Cerebras Achieves 100x Defect Tolerance in Wafer-Scale Processors
The Yield Challenge in Semiconductor Manufacturing
Conventional wisdom in semiconductor manufacturing has long held that larger chips result in poorer yields. However, Cerebras has successfully built and commercialized a chip 50 times larger than the largest computer chips, achieving yields comparable to those of significantly smaller chips. This breakthrough raises the question: How is usable yield achieved with a wafer-scale processor?

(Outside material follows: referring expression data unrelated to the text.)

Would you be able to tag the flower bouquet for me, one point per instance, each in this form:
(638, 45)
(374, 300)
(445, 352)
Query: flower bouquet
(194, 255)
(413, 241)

Rethinking Fault Tolerance and Chip Size
The key to Cerebras’ success lies in reimagining the relationship between chip size and fault tolerance. By comparing the manufacturing yields of the Cerebras Wafer Scale Engine and a traditional H100-sized chip—both fabricated at a 5nm process node—Cerebras demonstrates the critical role of defect rates, core size, and fault tolerance in achieving wafer-scale integration with equal or superior yields compared to reticle-limited GPUs.
Understanding Yield and Defect Tolerance
Historically, larger chips were more susceptible to defects, causing exponential declines in yields with increasing die area. However, as transistor budgets expanded, chip designers began to incorporate core-level fault tolerance, allowing processors with multiple cores to function even if some cores were defective. This design paradigm shift, embraced by companies like Intel, Nvidia, and AMD, has become standard practice in the industry.
The Role of Defect Tolerance in Modern CPUs and GPUs
In today’s high-performance processors, fault tolerance is crucial. It is common for CPUs and GPUs to ship with some cores disabled due to defects. For instance, Nvidia’s H100 GPU, which measures 814mm², includes 144 small cores (SMs) but commercial products feature only 132 active SMs, enabling the chip to withstand multiple defects without losing functionality.
Advancing Wafer-Scale Technology at Cerebras
Designing Fault-Tolerant, Small Cores
To build a wafer-scale chip, Cerebras designed exceptionally small fault-tolerant cores. Each AI core in the Wafer Scale Engine 3 is merely 0.05mm², or about 1% the size of an H100 SM core. This innovative approach enhances fault tolerance by minimizing the silicon area affected by each defect.
Dynamic Routing Architecture
Beyond small cores, Cerebras developed an advanced routing architecture capable of dynamically reconfiguring connections between cores to bypass defects. This routing system, coupled with a reserve of spare cores, allows the WSE to maintain high yields with minimal redundancy.
Comparative Analysis: Traditional GPU vs. Wafer-Scale Chip
Yield Calculations Using TSMC 5nm Process
Analyzing yield dynamics, a traditional GPU like the Nvidia H100 features 72 full die chips per wafer, each occupying an area prone to 59 defects, with significant silicon area lost. In contrast, the Cerebras Wafer Scale Engine 3, covering 46,225mm², encounters fewer defects, resulting in significantly less silicon area loss—demonstrating a 164x improvement in fault tolerance compared to traditional GPUs.
Maximizing Silicon Utilization
By employing a combination of small, fault-tolerant cores and a dynamic routing architecture, Cerebras achieves 93% silicon utilization in its third-generation WSE engine—outperforming leading AI accelerators and showcasing the commercial viability of wafer-scale computing.
Cerebras’ innovative design strategies not only resolve the challenges of wafer-scale manufacturing but also establish a new benchmark for commercial scalability and efficiency in the semiconductor industry.